# M&P Distributors



## ikindred (Jun 18, 2009)

Does anyone have any good ideas where I can buy good M&P base from?  I have checked alot of sites but thought I would see if there are any favorites from the experienced soapers.

Thanks


----------



## cindymeredith (Jun 19, 2009)

My favorite base is the creamy goats milk base from wholesalesuppliesplus.com.  They have lots of different bases to choose from though!


----------



## Guest (Jul 7, 2009)

I like wholesalesuppliesplus extra clear and white. I have had great succes with them and they are priced reasonably.


----------



## soapandbeauty (Jul 7, 2009)

I started a thread wanting to know what everyone's favorite base was and a few put distruptors in there.

http://www.soapmakingforum.com/forum/vi ... hp?t=11264


----------



## craftydad (Jul 8, 2009)

I've found http://www.SoapersChoice.com (a division of Columbus Foods) to be a good supplier of both clear and white glycerin base.  Their prices are low for 25lbs of base, and shipping is super fast.

Nothing fancy...but the lathering properties of their soap is excellent!

Check them out.


----------



## twilightluver (Jul 13, 2009)

I also use wholesalesuppliesplus.com
I love the Goat Milk base.NOT the creamy.i have fond it to be tooo soft and a weird smell as well as difficulty in unmolding..


----------



## Celena (Jul 14, 2009)

I get my base from Wisteria Lane (soap company NOT Desperate Housewives street! LOL).  I just got some of there Honey base a while back and I LOVE it as much as all the other bases that I have used.  Plus they are very helpful and answered all my questions.

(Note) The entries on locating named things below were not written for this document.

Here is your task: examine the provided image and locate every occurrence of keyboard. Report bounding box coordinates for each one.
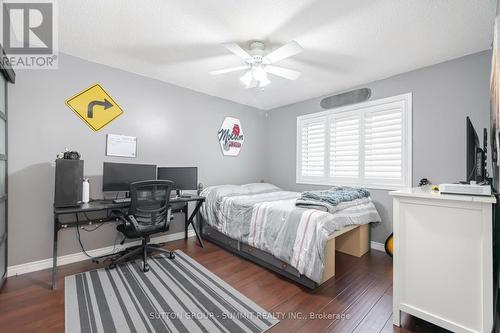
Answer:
[113,198,131,203]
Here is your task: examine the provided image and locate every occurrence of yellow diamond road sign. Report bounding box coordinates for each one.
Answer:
[66,84,123,131]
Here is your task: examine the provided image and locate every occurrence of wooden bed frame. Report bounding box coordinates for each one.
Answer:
[320,224,370,285]
[200,218,370,289]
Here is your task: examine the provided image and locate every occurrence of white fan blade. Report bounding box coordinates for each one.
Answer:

http://www.wisterialane.com/


----------



## simplypuresoycandles (Jul 17, 2009)

I started off and tried a couple places but boiled down to WSP, they are the best in my book, I love there shea butter and extra clear!!!!! The oatmeal base is to die for as well!! I have tried almost all there bases, and nothing has been wrong with any! So good Luck!


----------



## soapbuddy (Jul 21, 2009)

I like the base from BrambleBerry.


----------